Bir radikal “yeni solcu” akademisyen şunları yazdı: “Birçok kapitalist aslında ÇKP’nin karşısında yer alıyor. Ya batının kapitalist güçleriyle işbirliği halindeler ya da batının politik sistemi ve kültürüne güzelleme yapıyorlar. Fakat kendi sistem ve kültürümüzü kötülüyorlar. Böylece, Çin ulusuna ihanet ediyorlar veya ihanet kültürünün gelişmesine katkıda bulunuyorlar. Bunu korkudan yapıyorlar. Çünkü bu kapitalistlerin (ve bürokratların) çoğu yolsuzluğa bulaşarak zengin oldular ve haksız yoldan elde ettikleri bu servet ve politik haklarının bir gün halk tarafından geri alınacağından korkuyorlar”.
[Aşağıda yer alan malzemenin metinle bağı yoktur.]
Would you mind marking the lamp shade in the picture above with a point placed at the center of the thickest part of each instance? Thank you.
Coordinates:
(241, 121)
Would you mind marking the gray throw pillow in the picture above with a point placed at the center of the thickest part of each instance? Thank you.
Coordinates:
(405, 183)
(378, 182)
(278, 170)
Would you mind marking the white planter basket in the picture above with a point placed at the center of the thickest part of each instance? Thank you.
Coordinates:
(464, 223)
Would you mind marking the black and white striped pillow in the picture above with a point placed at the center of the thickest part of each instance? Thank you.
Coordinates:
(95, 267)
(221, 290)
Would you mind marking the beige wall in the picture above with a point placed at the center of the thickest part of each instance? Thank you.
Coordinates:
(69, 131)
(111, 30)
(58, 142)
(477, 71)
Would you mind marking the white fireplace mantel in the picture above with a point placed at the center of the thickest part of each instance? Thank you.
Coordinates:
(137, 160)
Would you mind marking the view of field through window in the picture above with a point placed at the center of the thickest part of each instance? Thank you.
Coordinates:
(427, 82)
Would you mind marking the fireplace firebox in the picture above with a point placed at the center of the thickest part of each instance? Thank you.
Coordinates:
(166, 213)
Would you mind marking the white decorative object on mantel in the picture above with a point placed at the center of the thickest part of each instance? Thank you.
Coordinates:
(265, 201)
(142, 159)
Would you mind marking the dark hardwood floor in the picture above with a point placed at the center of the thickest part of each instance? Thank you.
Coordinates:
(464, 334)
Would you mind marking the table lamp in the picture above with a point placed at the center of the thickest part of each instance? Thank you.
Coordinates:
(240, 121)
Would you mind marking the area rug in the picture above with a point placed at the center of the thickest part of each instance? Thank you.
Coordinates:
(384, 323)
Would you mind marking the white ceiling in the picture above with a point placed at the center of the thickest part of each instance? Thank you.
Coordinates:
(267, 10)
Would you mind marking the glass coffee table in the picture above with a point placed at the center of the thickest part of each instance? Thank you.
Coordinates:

Bu gruptan bir diğer akademisyene göre ise, “Çin’in sosyalist yolunu sürdürmek istemeyen herkes vatan hainidir ve iki çeşit vatan haini var: (1) Piyasa ve özelleştirme taraftarları ve (2) yetkilerini yolsuzluk yapmak için kullananlar, bu yolla zengin olanlar… Ortaya çıkan sorunlar için reform (dönüşüm) politikalarını suçlamak yersiz. Çünkü kitlelerin yaşamı algılaması komünizmden uzaksa, üretici güçleri geliştirmek için piyasa ve rekabeti benimsemek anlaşılabilir bir durumdur. Sorun kamu mülkiyetini inkâr etmek ve sosyalist kalkınma yolunu terk etmektir”.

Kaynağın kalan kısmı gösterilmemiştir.